WCHA unanimously approves adding Alabama-Huntsville for 2013-14 season

Alabama-Huntsville’s long drive for conference affiliation ended Thursday when the WCHA voted unanimously to admit the Chargers to the league, with the move coming at least in part next season.

The Chargers have been an independent since College Hockey America folded after the 2009-10 season, and it appeared at one point that the 2011-12 season would be their last. A grass-roots effort helped restore the team’s varsity status while it pursued a new conference.

Also see

From the Press Box Blog: The meaning and the messages from the WCHA’s addition of Alabama-Huntsville

Timeline: College hockey conferences through the years

Alabama-Huntsville team page

Now that it also has that in place, it’s thinking big.

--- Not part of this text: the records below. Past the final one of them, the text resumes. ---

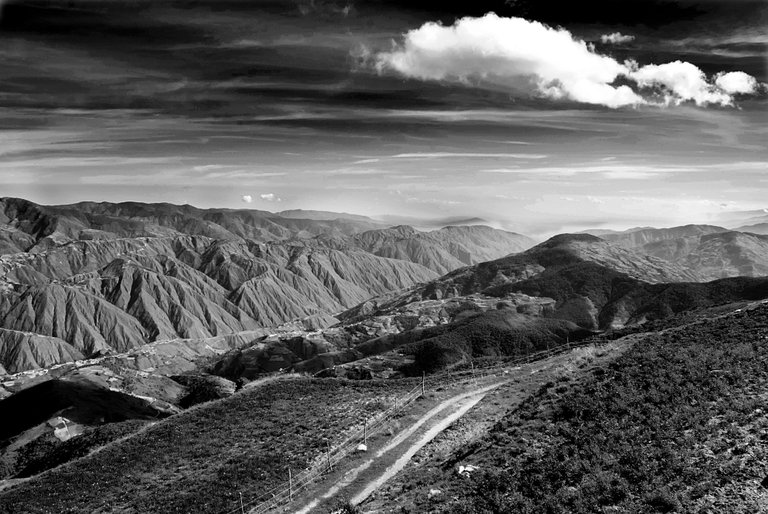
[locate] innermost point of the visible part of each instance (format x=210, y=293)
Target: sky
x=535, y=116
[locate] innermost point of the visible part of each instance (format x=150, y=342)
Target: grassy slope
x=677, y=423
x=199, y=460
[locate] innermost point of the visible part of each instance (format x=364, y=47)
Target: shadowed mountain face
x=95, y=278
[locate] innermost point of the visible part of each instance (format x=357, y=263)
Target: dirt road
x=359, y=482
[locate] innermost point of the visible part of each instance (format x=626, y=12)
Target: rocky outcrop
x=20, y=351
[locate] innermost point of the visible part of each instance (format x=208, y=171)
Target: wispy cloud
x=470, y=155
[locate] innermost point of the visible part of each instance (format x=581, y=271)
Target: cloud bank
x=270, y=197
x=530, y=57
x=616, y=38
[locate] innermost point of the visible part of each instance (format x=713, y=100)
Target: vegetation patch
x=200, y=460
x=678, y=423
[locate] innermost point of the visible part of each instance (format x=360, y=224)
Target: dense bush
x=676, y=423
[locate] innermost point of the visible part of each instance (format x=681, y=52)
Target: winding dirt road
x=358, y=483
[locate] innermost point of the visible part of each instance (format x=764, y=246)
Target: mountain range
x=92, y=279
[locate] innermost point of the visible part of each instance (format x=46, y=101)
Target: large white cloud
x=736, y=82
x=518, y=54
x=616, y=38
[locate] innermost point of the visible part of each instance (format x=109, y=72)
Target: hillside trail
x=358, y=483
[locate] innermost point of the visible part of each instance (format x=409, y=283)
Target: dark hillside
x=199, y=460
x=82, y=402
x=676, y=424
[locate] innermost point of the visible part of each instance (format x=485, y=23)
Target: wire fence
x=284, y=494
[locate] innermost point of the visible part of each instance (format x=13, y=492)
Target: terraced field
x=200, y=460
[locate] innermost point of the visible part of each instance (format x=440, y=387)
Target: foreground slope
x=675, y=424
x=200, y=460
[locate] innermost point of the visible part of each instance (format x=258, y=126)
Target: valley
x=262, y=343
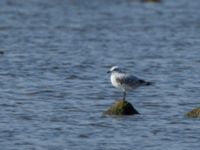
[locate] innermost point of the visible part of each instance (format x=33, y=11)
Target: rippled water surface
x=53, y=82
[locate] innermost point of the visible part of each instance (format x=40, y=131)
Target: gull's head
x=114, y=69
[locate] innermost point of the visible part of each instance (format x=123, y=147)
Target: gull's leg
x=124, y=96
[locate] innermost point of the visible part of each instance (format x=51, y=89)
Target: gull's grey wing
x=131, y=81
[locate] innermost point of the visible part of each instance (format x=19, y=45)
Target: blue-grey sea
x=54, y=55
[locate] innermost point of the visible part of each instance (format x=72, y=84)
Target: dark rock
x=194, y=113
x=121, y=108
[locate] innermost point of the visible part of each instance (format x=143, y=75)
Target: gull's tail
x=143, y=82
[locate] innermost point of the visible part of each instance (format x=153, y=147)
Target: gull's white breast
x=114, y=82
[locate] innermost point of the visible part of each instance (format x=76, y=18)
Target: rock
x=194, y=113
x=121, y=108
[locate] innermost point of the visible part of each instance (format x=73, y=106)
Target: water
x=54, y=86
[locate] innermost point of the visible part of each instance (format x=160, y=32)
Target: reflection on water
x=54, y=88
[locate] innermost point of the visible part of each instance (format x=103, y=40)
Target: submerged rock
x=194, y=113
x=121, y=107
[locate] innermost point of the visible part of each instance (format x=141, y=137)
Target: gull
x=124, y=81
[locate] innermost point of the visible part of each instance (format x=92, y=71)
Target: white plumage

“While we realize it’s going to be very difficult and very challenging, we want to win the WCHA,” athletic director E.J. Brophy said Thursday night. “We want to go to the NCAA tournament. We want to go deep into the NCAA tournament. I don’t really believe in five-year plans or three-year plans. I believe in winning now.”

The WCHA will make a “good faith effort” to make the Chargers full members with a 28-game league schedule next season, commissioner Bruce McLeod said. But he estimated that league schedules were 95 percent done for 2013-14, making it a difficult proposition to work things out.

If a full schedule isn’t possible, the WCHA can offer UAH some games against league teams next season and the 10th spot in the playoffs, much as it did for Minnesota State before it gained full league membership in 1999.

The WCHA and Alabama-Huntsville also still have to finalize details for travel subsidies that the Chargers will pay to league teams visiting Huntsville. Alaska-Anchorage has had a similar arrangement since joining the league in 1993 and Alaska will as well when it becomes a member next season.

“We were asked to provide a subsidy to schools,” Brophy said. “We felt that was very fair.”

The WCHA is losing Minnesota and Wisconsin to the Big Ten and six others to the National Collegiate Hockey Conference next season. It is picking up five members from the dissolving CCHA and will be a 10-team league with the addition of Alabama-Huntsville.

An Alabama-Huntsville group made a presentation to the WCHA at league meetings Thursday morning connected to the NCAA Convention near Dallas. Presidents from league schools asked the UAH representatives — Brophy, president Robert Altenkirch and faculty athletic representative Brent Wren — to return in the afternoon, when they made a formal invitation. UAH accepted on the spot.

“It’s just a really big day for everybody that is involved now or has ever been involved with our hockey program,” Brophy said. “For us to be admitted into the WCHA is just a real windfall for us.”